HData delivers instant insights from energy sector data by automatically calculating industry-specific Key Performance Indicators (KPI)s.
The Federal Energy Regulatory Commission’s adoption of XBRL means every number becomes individually searchable and downloadable. HData Hub, developed by financial analytics market leader idaciti, is the only compliance platform that allows energy companies to analyze the newly released regulatory data, automatically calculate metrics and KPIs, and save searches which run continuously and update as new filings come in.
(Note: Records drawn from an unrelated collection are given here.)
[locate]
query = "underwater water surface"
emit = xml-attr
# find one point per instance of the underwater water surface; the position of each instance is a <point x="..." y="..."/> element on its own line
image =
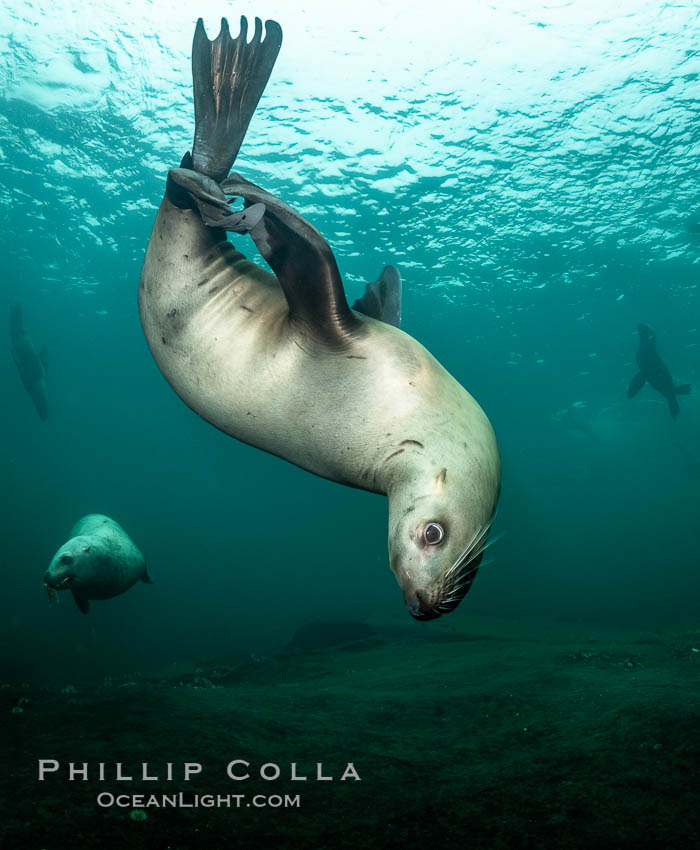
<point x="531" y="170"/>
The Data Hub offers users access to explore and compare data from FERC filings, which, up until now, has not been available anywhere else. Most importantly, the Data Hub enables energy companies, regulators, and investors to leverage and derive insights from publicly available information without countless wasted hours copying and pasting numbers from documents.
For example, here’s a quick chart of Net Income as reported by 21 electric utilities during the same periods from 2010 to 2020, created using the Data Hub. Without the Data Hub, this chart would have required a user to separately search for 840 different PDF documents on the FERC’s website, download each of them, wade through dozens of pages, find the correct line items within balance sheets, transcribe those numbers to a spreadsheet, and create an edit a visualization. The Data Hub accomplished this in a few seconds.
Here are just a few energy sector KPIs that can be automatically compiled, surfaced, and shared using HData Hub:
For Electric Utilities: Rate Base
Rate base is the value of the assets from which a utility provides electric or natural gas service, and upon which the company is allowed to earn a rate of return. It includes generation, transmission, and distribution infrastructure. For example, the calculation would include the value of a power plant but exclude the value of an office building. The ability to calculate rate base is key in the determination of a utility's revenue requirement. Given a utility’s rate base, state regulators permit the utility to earn a certain rate of return on their assets.
For example, in 2018 Unitil’s rate base was $359 million. Portland General’s was $9.5 billion. NV Energy’s was $4.5 billion. The HData Hub calculated these numbers in seconds.
For Electric Utilities: Transmission Line Cost Per Mile
Electric utilities compare their efficiency, among other ways, by tracking their transmission line maintenance costs per mile of transmission line. The HData Hub can automatically pull transmission line maintenance expense and transmission line miles from FERC Forms and divide the one by the other, deriving a key efficiency KPI in seconds.
Former FERC Chairman Jon Wellinghoff joined HData CEO Hudson Hollister to discuss how the HData Hub can help utilities, pipeline companies, regulators, and others by applying data analytics to FERC form data:
For Oil Pipelines: Expenses Per Barrel Mile
Oil pipelines gauge their efficiency against competitors’ by tracking operating expenses against their throughput, tracked in barrel miles. The HData Hub can track operating expenses divided by barrel mile for every FERC-regulated pipeline. Oil pipelines sometimes remove property taxes from this calculation in order to minimize the impact of jurisdiction-specific considerations on efficiency; the Data Hub can handle that, too.
For Oil Pipelines: Maintenance Expense Per Pipeline Mile
As a measure of the maintenance costs of a pipeline’s physical infrastructure, the HData Hub can automatically calculate maintenance expenses divided by miles of pipe.
For All FERC Filers: Cost Allocation
Changes in cost allocation, particularly large proportional changes, can be potential red flags for regulators. For example, if an electric utility’s maintenance expenses decreased during a time period of extreme weather, a regulator might suspect that the utility overstated those expenses in previous periods. The HData Hub can be configured to automatically surface such anomalies - so that you can notice them before your regulators do.